To resolve the issue, the open source project NIMBRO helped relay specific topics to the other nodes, which allowed for a ROS master node for each robot. This is the most desirable configuration, as robots are run in the real world with their own ROS master, and the simulation should test ROS controllers under similar conditions.
In the end, the simulation system scaled to more than 100 robots, and BMW was able to run scenarios that would otherwise require much higher investment for real-world testing. Additionally, a simulation environment served several functions. It not only provided a much-needed exploration environment for their questions around robot fleet management, but also served as a staging ground for new deployments to their factories, giving BMW more confidence that new releases would perform well under realistic loads.

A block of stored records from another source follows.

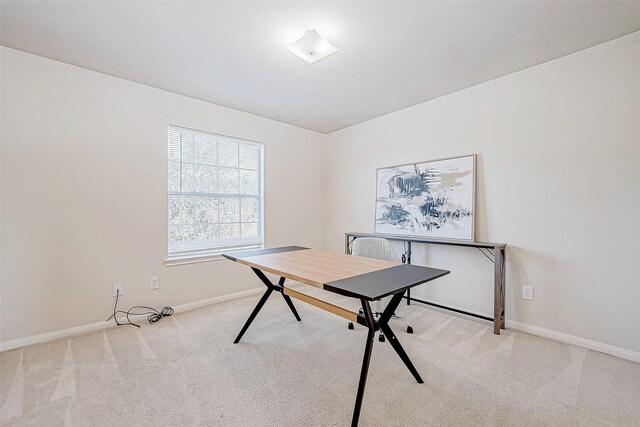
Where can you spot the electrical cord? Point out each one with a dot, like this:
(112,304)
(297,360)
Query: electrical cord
(153,315)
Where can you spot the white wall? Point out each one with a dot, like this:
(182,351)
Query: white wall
(84,200)
(558,181)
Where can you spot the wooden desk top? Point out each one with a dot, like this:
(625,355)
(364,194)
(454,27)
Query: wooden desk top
(348,275)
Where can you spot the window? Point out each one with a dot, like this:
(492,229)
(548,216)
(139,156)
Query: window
(215,193)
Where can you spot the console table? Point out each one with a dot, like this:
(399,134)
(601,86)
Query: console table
(497,257)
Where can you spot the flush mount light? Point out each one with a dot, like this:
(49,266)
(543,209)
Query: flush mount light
(312,47)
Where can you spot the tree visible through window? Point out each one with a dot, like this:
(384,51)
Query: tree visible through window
(215,192)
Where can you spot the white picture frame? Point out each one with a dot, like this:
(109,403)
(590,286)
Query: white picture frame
(432,199)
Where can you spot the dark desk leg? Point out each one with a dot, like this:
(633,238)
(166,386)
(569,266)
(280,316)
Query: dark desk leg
(498,290)
(383,324)
(270,288)
(368,316)
(253,315)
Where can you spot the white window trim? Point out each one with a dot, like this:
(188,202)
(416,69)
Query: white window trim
(216,254)
(205,257)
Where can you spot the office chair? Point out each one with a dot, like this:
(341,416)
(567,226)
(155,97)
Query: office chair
(375,247)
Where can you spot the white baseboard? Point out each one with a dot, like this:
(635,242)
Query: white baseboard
(623,353)
(64,333)
(620,352)
(613,350)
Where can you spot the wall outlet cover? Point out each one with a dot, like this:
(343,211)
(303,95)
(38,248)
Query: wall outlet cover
(117,289)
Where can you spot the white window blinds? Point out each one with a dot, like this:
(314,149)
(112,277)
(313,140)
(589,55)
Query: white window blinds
(215,192)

Our partnership with BMW to develop a parts delivery system on Azure, connected to autonomous robots, was a success. Rolling out a robot fleet in a highly critical assembly line area can only be done with great care and consideration for the safety of the plant and its workers. To this end, BMW is currently testing the robot functions in a test facility representing a portion of the full assembly plant. Additional testing is being done within the simulation environment with the same live data used to run the plant. These two testing methods together will build confidence in the true capability of the robot, the accuracy of the overall system, and help define the volume at which the robots can be safely released into production.

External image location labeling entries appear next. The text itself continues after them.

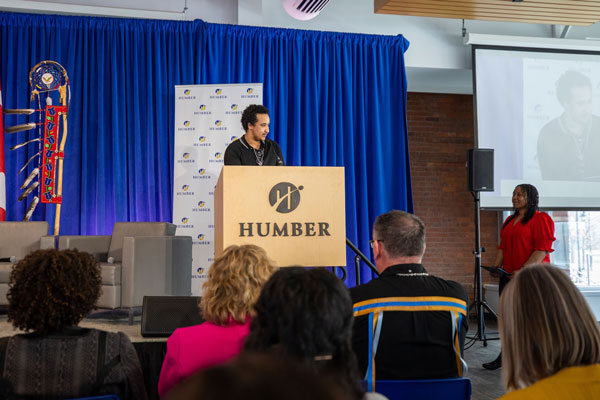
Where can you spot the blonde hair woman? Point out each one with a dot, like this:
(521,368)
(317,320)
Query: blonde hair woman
(235,280)
(550,338)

Looking ahead, BMW plans on running the simulation environment and the production environment side-by-side with the production data feeding into both. In the simulation environment, the virtual robots are running the same release of ROS as the real robots, the virtual world is using the same map as the robots use to navigate the real world, and the robots are communicating with an instance of the orchestration software that involves the same bits running in production. Bringing future upgrades through the simulation environment will provide a production-like test environment to validate the changes with very high levels of confidence.

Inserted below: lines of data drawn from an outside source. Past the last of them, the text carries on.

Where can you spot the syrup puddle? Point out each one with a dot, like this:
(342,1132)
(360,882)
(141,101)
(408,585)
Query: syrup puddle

Microsoft has created a ROS package that enables two-way communication between any ROS-powered robot and Microsoft’s Azure cloud via Azure IoT Hub. Telemetry from robots can be sent to Azure for processing while command and control messages can be sent through Azure to individual robots. Microsoft and BMW are actively improving the system, bringing new functionality (Edge) to ensure high availability and robustness for any assembly scenario.
We have shared two ROS frameworks on github you can download to learn more. One is a ROS simulation package that allows you to simulate up to 300 robots in a factory environment. The other is a ROS orchestration which will allow you to orchestrate the control of 300 robots from messages sent via Azure IOT.
Finally, all of the enhancements to the ARGoS simulation platform have been submitted back to their original projects for inclusion and the scripts necessary to run the environment in Azure are available online.